Hirsch does offer some valuable insights. He notes that the frenzy of "The McLaughlin Group"—unlike the more refined atmosphere of "Inside Washington" and "Brinkley"—can dazzle a viewer. But "the difference between fifteen seconds of two sentences [per commentator] and thirty seconds of four sentences," he says, "is not the difference between deep and shallow discourse."

He also recognizes that most of these shows are "played between the 40-yard lines." Indeed, on the "Brinkley" show, discussions that fall outside the Beltway Wisdom get dismissed out of hand.
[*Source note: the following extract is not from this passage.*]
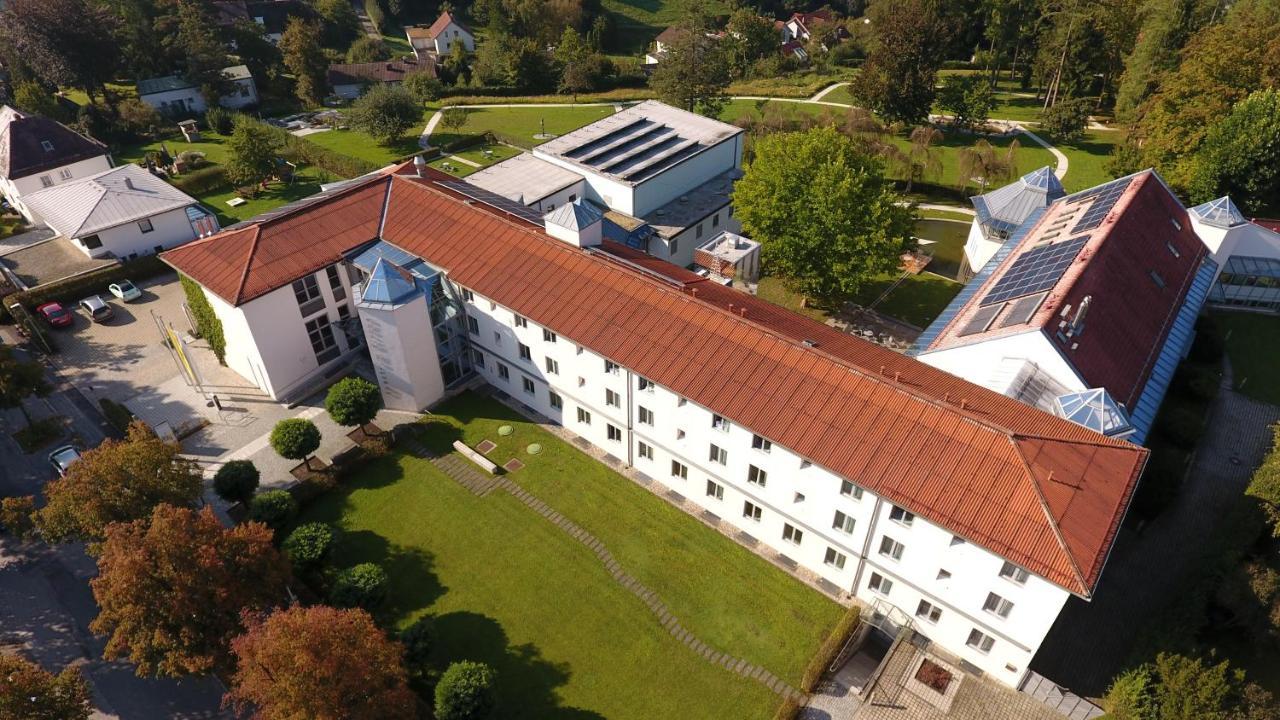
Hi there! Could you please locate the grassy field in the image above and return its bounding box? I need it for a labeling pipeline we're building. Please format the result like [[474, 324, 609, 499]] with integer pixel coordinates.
[[431, 105, 613, 147], [301, 393, 841, 720], [1213, 311, 1280, 405]]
And while I can't blame Bob Novak or Mike Kinsley for chasing the big bucks that come with exposure on TV, it's a shame that we've lost Novak the political historian and Kinsley the brilliant editor.
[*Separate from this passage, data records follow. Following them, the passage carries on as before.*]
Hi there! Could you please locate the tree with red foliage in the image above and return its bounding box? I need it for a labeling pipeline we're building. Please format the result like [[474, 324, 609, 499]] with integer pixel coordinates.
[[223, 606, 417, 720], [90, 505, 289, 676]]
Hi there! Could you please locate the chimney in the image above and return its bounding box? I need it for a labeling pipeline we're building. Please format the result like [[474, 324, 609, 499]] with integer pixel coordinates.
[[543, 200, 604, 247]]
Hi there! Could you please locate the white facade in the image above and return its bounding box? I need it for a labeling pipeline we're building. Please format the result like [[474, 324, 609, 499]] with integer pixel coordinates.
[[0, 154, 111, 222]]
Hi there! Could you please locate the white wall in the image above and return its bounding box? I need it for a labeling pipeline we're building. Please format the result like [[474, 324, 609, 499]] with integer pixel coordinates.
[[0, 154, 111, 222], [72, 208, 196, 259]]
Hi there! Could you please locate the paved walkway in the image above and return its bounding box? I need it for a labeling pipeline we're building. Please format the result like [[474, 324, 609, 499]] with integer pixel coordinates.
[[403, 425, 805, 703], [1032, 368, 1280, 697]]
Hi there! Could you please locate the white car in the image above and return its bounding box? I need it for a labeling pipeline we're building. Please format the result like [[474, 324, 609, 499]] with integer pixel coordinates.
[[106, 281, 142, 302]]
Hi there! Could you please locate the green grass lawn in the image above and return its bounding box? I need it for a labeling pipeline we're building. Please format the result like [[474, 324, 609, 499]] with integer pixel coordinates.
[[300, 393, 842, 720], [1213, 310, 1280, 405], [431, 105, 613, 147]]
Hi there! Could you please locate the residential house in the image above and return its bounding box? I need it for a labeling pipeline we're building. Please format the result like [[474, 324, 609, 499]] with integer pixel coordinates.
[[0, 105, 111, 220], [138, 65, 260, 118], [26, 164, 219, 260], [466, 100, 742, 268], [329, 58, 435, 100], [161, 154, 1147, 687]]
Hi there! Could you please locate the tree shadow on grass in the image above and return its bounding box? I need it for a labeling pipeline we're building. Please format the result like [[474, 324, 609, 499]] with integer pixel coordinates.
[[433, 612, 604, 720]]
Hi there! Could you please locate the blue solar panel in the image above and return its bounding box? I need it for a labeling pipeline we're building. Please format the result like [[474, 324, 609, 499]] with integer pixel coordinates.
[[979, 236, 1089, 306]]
With these criticisms, Hirsch hits the bull's-eye. But the only "discourse" he would permit is the slow-moving format of "Firing Line." How does "democracy" benefit from discussions no one watches?

The pundit round table isn't only a permanent fixture on weekend television; it may become our primary source of broadcast commentary. Perhaps audiences will tire of the rapid-fire format. But more serious commentators are entering this form of "infotainment"—Edward Luttwak has appeared on "The Capital Gang." These round-table shows can use thoughtful critics. It's too bad Alan Hirsch let crackpot ideology get in the way of some substantive analysis.

Rick Henderson is assistant managing editor of REASON.